How two weeks just flew by!
These two weeks into GSoC have been intense! I implemented all the kernel functions present in PyMC3 using Tensorflow and TensorFlow Probability. I also wrote a full walkthrough through the Covariance
API in PyMC4 that explains all the kernel functions implemented and their features. I also noticed that TensorFlow Probability doesn’t perform Automatic Relevence Determination on its kernels which is a problem and I will have to subclass those kernels and implement methods to perform ARD myself. It isn’t difficult, but it will make the API look much complex. I will dedicate the next week to wrap that up so I can get started with GP models.

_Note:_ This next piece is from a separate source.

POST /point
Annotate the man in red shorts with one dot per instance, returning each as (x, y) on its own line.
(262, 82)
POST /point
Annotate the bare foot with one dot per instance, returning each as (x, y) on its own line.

ENH: add all covariance functions for gp from PyMC3
#285: ENH: add all covariance functions for gp from PyMC3
This is the PR I have been working on from the past two weeks. It implements all the covariance functions and explains their usage in a quickstart notebook. Here are the tasks I have completed in this PR.
Covariance functions added:
- RatQuad
- Exponential
- Matern52
- Matern32
- Matern12
- Linear
- Polynomial
- Cosine
- Periodic
- Gibbs
- WarpedInput
- ~~Coregion~~
- ScaledCov
- ~~Kron~~
Tests added:
- RatQuad
- Exponential
- Matern52
- Matern32
- Matern12
- Linear
- Polynomial
- Cosine
- Periodic
- Gibbs
- WarpedInput
- ~~Coregion~~
- ScaledCov
- ~~Kron~~
Docs added:
- RatQuad
- Exponential
- Matern52
- Matern32
- Matern12
- Linear
- Polynomial
- Cosine
- Periodic
- Gibbs
- WarpedInput
- ~~Coregion~~
- ScaledCov
- ~~Kron~~
Other Tasks:
- Add Notebook for mean and covariance functions.
- Fix docs such that the pydocstyle
lint pass.
One of the challenges I faced was with Coregion
kernel, which needs indexing with arrays and tensors (advanced indexing) which is not supported by TensorFlow. This makes it difficult to implement the kernel efficiently. I will try to complete this next week as soon as possible.
A call with the mentors!
I also had a video call with my mentors (Christopher Fonnesbeck and Osvaldo Martin) this week, which was very exciting, and gave me valuable insights of my work. The whole PyMC team has alse been very welcoming and helpful! Thanks to all their help!
Wrapping it up…
More or less, I was able to complete all the tasks I listed for these two weeks. Two more successful weeks and I am quite happy about it. The best thing is that I am not lagging behind, which makes it possible for me to work on sota GP models which are not listed in my proposal (which would be amazing)!